Ahh, I had assumed that by changing the object member values,
I'd get those.  But I see your point now.  Of course, with my one line
test file, this wasn't an issue :)

>What I *think* you want is to put the "group = gr_struct()" line within
>the loop.

I tried that, but it too seemed to exhibit the above described behavior.
(of course I didn't look too closely at it in other than to just run the
script.  At some point when I have more time, I'll play with it in the
debugger).

>>         members = gr_hash[key].members # why can't I do 
>>                                        #  gr_hash[key].members.sort()
>>         members.sort()
>
>The reason you can't do this in place is that sort does not return the
>sorted list - it sorts it in place.  I believe the return value for the
>sort() method is a None object.  One neat thing about sort is that you
>can pass it your own comparison function.  

Hmmm, okay.  That's similar to perl's sort { func } list thingy.

>string is not a great name for a variable, IMNSHO.  8)

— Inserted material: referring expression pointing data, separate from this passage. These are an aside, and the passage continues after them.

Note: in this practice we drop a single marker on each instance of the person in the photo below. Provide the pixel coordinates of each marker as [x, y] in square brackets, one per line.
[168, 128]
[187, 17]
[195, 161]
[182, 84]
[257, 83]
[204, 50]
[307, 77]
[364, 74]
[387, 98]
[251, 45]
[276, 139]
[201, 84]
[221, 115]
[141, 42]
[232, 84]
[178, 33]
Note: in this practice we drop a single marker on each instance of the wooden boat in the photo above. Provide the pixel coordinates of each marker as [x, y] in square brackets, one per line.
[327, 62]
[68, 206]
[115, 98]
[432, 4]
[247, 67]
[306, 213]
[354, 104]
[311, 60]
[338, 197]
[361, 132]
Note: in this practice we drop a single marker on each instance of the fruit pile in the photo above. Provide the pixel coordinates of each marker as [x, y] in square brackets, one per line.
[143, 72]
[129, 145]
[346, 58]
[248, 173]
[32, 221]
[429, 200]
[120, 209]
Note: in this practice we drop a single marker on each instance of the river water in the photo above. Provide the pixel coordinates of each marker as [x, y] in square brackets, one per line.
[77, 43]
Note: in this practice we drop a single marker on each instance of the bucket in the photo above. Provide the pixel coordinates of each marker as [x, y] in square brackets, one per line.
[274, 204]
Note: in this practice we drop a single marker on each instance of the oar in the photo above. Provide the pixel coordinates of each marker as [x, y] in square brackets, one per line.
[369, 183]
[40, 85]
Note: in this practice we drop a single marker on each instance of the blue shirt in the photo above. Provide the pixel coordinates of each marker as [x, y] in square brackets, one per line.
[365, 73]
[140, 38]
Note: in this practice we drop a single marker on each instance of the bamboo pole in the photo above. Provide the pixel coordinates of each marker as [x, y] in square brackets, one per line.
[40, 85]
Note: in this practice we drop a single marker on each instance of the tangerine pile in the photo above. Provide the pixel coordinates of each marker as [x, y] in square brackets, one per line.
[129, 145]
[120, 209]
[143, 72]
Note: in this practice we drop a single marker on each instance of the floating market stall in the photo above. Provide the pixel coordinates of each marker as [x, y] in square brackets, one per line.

It's better than 'str' which is what I started with ;)
I know.  I'm just messing around right now, and will clean this all up
a great deal when I figure out what I'm doing.

>I believe the join syntax you want is:
>member_names = ','.join( members )

Interesting. I didn't know you could do that!

Thanks,

Seeya,
Paul
--
Key fingerprint = 1660 FECC 5D21 D286 F853  E808 BB07 9239 53F1 28EE

	It may look like I'm just sitting here doing nothing,
   but I'm really actively waiting for all my problems to go away.

	 If you're not having fun, you're not doing it right!